When the arugula and spinach seeds were dry and seemed to be ready, I decided to make our own mini seed vault. The seeds came free easily, eagerly. It took a little while to separate the seeds from the organic debris that came with them. I lightly shook the arugula seeds in a bowl and picked out the dried pods. With the spinach seeds came many small pieces of brittle, papery yellowish leaves. These I had to blow away like wheat chaff. Once I had a small pile of each type of seed (I gathered enough to last about 15-20 plantings), I set the seeds aside, dug up the plot, and re-planted two rows of arugula and two rows of spinach to see if the seeds were good. The rest of the seeds I stored in brown paper pouches. In three days, the arugula had sprouted; two days later the spinach started coming up. It took twice that long for the seeds to germinate in the spring. The whole process has been strangely exhilarating.

Now I'm thinking we'll harvest seeds from all the plants in the garden that do well. These seeds will form the foundation of next year's garden. Another idea I had today was that we should buy produce from the local farmers market and get seeds from the plants (tomatoes, cantaloupes, peppers, cucumbers, peaches, cherries, etc.). These plants have been grown locally and should, therefore, do well in the local climate, as opposed to a seed packet sold in Washington filled with seeds produced from a plant in Florida.

I can't help but think that my recent interest in the perpetuation of plants has something to do with my interest in my family. Elizabeth and I tried for four years before we got pregnant with Sonora. We thought we were sterile, but now we have two miraculous daughters, now a sapling and a seedling, both straining upward, plunging their branches toward the sun. My parents are nearing retirement. They went to seed a while ago. They move cautiously and are becoming a little more brittle each year. I have one grandparent left: my mom's mom. We are all of her stock.

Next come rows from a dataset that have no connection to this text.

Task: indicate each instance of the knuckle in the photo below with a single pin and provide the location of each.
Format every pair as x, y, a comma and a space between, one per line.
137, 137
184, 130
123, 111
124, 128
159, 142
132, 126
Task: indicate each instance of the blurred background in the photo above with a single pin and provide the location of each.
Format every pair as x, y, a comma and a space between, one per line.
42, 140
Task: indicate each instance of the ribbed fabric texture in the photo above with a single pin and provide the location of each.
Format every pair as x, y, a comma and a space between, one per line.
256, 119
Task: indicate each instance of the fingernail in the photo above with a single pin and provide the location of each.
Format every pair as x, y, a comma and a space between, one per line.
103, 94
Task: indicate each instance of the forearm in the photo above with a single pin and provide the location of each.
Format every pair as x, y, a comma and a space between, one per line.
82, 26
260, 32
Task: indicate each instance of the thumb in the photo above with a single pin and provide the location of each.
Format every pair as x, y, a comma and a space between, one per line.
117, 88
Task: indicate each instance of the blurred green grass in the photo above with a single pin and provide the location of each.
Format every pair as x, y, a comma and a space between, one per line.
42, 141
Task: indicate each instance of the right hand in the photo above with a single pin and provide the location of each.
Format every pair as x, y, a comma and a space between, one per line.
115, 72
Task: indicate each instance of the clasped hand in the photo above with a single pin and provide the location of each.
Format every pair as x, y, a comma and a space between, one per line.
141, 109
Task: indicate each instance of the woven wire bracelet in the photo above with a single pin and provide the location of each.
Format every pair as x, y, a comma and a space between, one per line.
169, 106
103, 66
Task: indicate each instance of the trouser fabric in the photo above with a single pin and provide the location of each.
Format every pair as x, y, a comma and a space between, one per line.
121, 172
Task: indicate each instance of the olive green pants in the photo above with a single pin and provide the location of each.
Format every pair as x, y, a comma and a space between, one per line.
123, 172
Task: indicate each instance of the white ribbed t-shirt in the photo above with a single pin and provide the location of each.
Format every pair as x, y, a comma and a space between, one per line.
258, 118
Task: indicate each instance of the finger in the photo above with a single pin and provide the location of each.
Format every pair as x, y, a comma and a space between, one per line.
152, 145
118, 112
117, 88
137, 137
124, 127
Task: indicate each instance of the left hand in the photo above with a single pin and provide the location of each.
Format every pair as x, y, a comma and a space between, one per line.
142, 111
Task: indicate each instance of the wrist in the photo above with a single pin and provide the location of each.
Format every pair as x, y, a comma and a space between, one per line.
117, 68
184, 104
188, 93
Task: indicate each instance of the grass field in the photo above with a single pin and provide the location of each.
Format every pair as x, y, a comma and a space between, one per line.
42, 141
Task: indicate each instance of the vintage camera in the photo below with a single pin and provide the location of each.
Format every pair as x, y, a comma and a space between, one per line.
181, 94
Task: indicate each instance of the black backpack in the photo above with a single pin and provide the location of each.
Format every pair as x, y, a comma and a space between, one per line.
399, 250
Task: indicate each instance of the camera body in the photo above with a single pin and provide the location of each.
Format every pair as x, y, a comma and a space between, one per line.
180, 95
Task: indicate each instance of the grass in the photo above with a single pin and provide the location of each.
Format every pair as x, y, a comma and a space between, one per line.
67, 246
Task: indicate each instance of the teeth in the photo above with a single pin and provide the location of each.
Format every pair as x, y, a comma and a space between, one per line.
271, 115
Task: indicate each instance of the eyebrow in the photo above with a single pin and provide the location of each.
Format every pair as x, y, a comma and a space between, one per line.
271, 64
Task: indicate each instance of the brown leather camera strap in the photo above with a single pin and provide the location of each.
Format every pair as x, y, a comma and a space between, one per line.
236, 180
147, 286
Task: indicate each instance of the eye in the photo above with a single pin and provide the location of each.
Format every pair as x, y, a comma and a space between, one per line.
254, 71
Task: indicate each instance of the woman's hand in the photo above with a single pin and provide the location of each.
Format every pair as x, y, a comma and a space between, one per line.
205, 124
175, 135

About a month ago, while Sonora and I were out for a walk on a Sunday afternoon, we saw the biggest cherry tree I've ever seen. It stood as tall and almost as wide as the two-story Victorian home in whose front yard it was rooted. I lingered, wondering if I couldn't collect some of the ripe deep-burgundy cherries. While I was staring at the tree, a short, thin, jolly old man approached Sonora and me from across the street. His captivating smile was that of a person who thrilled in making other people happy. He asked us if we wanted some of those cherries. I said we did, but we didn't have any way to carry them. He went home and returned with eight empty plastic whipped-cream containers. He used to live in this house, he told me. Now his son lived there, though he was out of town for the weekend. The old man's son had planted that tree for his daughter when she was a little girl. She is now in her forties.

A seedling planted by a father for his daughter. And Sonora and I stood in its shade as it towered over us.

The cherries were sweet and juicy and full. Sonora helped me pick some, but she mostly stained crimson her face and hands and shirt; even though she picked many cherries, her container never filled up. We brought seven full containers home to Elizabeth and we all ate them over the next week.

Even before I had harvested the spinach and arugula seeds, before I knew I was interested in saving seeds, I saved a few of those cherry seeds and pushed them into the moist earth near our home. I saved them because their parent had grown well in this town, had grown well for that man's daughter, for that old man's granddaughter. I hope our small seeds will grow tall and spread their branches wide, wide over us. While we are waiting for that to happen, we will enjoy the cycle of planting, caring, harvesting, eating. To get the whole thing started, we'll have spring greens this autumn.